社内は、普通だ。備品の表も、二十六度も、窓の鍵も変わらない。陽太さんとは、廊下で会うたびに短い挨拶をする。
「ムンムンさん、再来週、よろしくお願いします」
『はい。こちらこそ、です』
それ以上は、社内では話さない。耳が赤くなるのは、お互い様だ。玲奈さんには、自分から短く言った。聞かれたからではない。隠す理由も、うまく作れなかった。
『再来週、鈴木さんと、食事に行きます』
「……ストレート。気に入った。楽しんでおいで」
『はい』
美咲さんには、給湯室で同じことを伝えた。
「無理は、しないでくださいね」
『前回、楽しかったです。また、お受けしました』
「なら、いいです。困ったら連絡ください」
同居のことは、出さない。田村係長には、食事の話はしていない。係長はタクシーの再提出を見ながら、いつもの顔で言った。

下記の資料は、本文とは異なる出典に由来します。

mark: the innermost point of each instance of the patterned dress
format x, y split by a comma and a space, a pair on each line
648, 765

「ムンムン、理由欄、ちゃんと埋まったぞ。数字は敵じゃない、が通ったな」
『必要な、欄が、埋まっただけです』
「その言い方、好きだ。窓も閉めてある」
『はい』
私はキーボードに戻る。再来週、私服は前と同じではない。白嶺様と店へ行ったとき、もう一式取っている。肩の合う、別の服だ。下着の淡いブルーのことは、思い出すと顔が熱くなるので、表には書かない。
退勤前、白嶺様とすれ違った。
『加藤さん。再来週、鈴木さんと、食事です。』
「それでいい。殺気は出すな」
『食事に、殺気は不要です』
「そうだ。事実でいい」
白嶺様は主任の顔のまま去り、私は総務の席で連絡先一覧を見た。名前は増えた。再来週の二人は、まだ来ない。
夜、家では白嶺様がソファに沈み、彩華様が私の膝で眠る。だらしなさの横で、私は短く言った。
『社内は、普通です。再来週まで普通でいます。服は、もう一式、あります』
「知ってる。私が選んだ。焦るな」
『はい』
鍵を確認し、スマホのカレンダーを一度だけ開く。
二回目の食事は、まだ先にある。
今夜は、その前の社内を、ちゃんと座って終えた一日だった。